On the face of it, he’s a more natural fit with Donald Trump: two populist showmen set on shaking up the established order. Scratch below the surface, however, and it’s clear America’s next leader - an avowed internationalist and climate champion - has more in common with the British premier than meets the eye.

Establishing precisely where these areas of mutual interest lie will be a priority for London. On this, there’s ground to be made up - UK officials, like all overseas players, were denied access to Team Biden during the campaign, an effort to thwart accusations of foreign interference.

A deficit of trust must also be overturned. President-Elect Biden is well aware of the Trumpian edge to Johnson’s administration, not long ago dubbing the prime minister a “physical and emotional clone” of his vanquished Republican rival. The 46th President won’t easily forget Johnson’s digs at his former boss, Barack Obama, either (the "part-Kenyan" ex-president had an “ancestral dislike” of the British empire), nor excuse the Brit’s withering commentary of Hillary Clinton (a “sadistic mental health nurse”).

But it’s Brexit that’ll prove the biggest sticking point. Vocal in his opposition to Britain’s EU divorce, Biden will waste no time in pressuring Johnson to abandon threats of no-deal, encouraging instead an eleventh-hour olive branch to Brussels. Should London resist, things could get ugly - especially if the government's incendiary Internal Market Bill remains in play.
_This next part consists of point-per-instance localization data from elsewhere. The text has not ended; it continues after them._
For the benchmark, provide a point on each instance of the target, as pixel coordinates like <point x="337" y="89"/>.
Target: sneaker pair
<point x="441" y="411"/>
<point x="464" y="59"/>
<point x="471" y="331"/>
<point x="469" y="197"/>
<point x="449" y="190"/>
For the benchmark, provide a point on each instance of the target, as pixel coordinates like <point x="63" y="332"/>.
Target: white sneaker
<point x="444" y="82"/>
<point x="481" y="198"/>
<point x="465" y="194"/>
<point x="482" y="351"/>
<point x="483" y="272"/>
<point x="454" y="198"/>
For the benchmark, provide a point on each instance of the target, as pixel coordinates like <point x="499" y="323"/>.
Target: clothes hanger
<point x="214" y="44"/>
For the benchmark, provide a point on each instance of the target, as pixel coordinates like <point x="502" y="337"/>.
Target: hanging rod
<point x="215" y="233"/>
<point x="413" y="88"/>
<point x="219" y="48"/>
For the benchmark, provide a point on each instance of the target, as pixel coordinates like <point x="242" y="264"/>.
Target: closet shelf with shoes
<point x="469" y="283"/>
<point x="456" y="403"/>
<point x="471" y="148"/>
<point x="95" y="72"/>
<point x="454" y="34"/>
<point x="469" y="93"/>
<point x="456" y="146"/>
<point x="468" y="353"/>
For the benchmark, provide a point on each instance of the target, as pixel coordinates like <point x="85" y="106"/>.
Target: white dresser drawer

A piece of Brexit legislation that could, experts say, see the island of Ireland again riven by a hard border, the Bill is of deep personal concern to Biden, an Irish-American with strong ties to his ancestral homeland. Should it, or any other British proposal, threaten Irish peace, a transatlantic trade deal would be off the table, the President-Elect has warned in no uncertain terms.

It’s a threat Downing Street would be wise to take seriously. The success of Brexit - upon which Johnson’s legacy hangs - is tied inextricably to sealing a bumper UK-US trade pact; one that underscores the value of commercial sovereignty, and vindicates Britain’s decision to go it alone.



Even if Biden’s Irish fears are assuaged, securing such a deal won’t be easy. Negotiators have been hard at it since January, seeking common ground on food standards, agriculture, market access for drug companies, and a litany of other thorny issues; but progress has been glacial.

With the departure of Donald Trump, who spoke energetically of a speedy agreement, the process is likely to slow even further. EU member states, collectively the world’s second largest economy, have suffered four years of insult and alienation from a disdainful Washington; healing those divisions, not brokering more Anglo-US trade, will be President Biden’s regional priority.

They say the 77-year-old is a pragmatist, however, and 2021 isn’t a year that Britain will easily be ignored. From January, the UK will assume a succession of heady international roles - G7 and UN Security Council presidencies, before hosting the COP26 climate conference in December - each one of vital importance to an Oval Office under new administration.

These meetings will reveal a striking overlap of Biden-Johnson policy objectives. On the urgent need for new environmental agreement at COP26, the two men could scarcely be more closely aligned, particularly when measured against Trump’s unyielding climate skepticism. There’s common ground on Iran too, with Britain - as part of a wider European front - strenuously opposed to the outgoing president’s showdown with Tehran, something Biden is set to reverse.



And then there are interests that speak directly to the nations’ vaunted special relationship. NATO spending, for one, will remain an area of unwavering agreement (unlike many European allies, the UK meets its military spending obligations), while both Johnson and Biden see the need to contain Russia's creeping aggression in the East - something neither France nor Germany, for various political and economic reasons, appear unwilling to tackle.

With this in mind, Boris Johnson needn't entirely mourn America’s changing of the guard. Will Biden offer the same blustering exuberance and Brexit back-slapping as his predecessor? The same personal chemistry?

No; but he’ll work to uplift - not wreck - the sort of global multilateralism upon which Britain thrives. For London, that's something at least.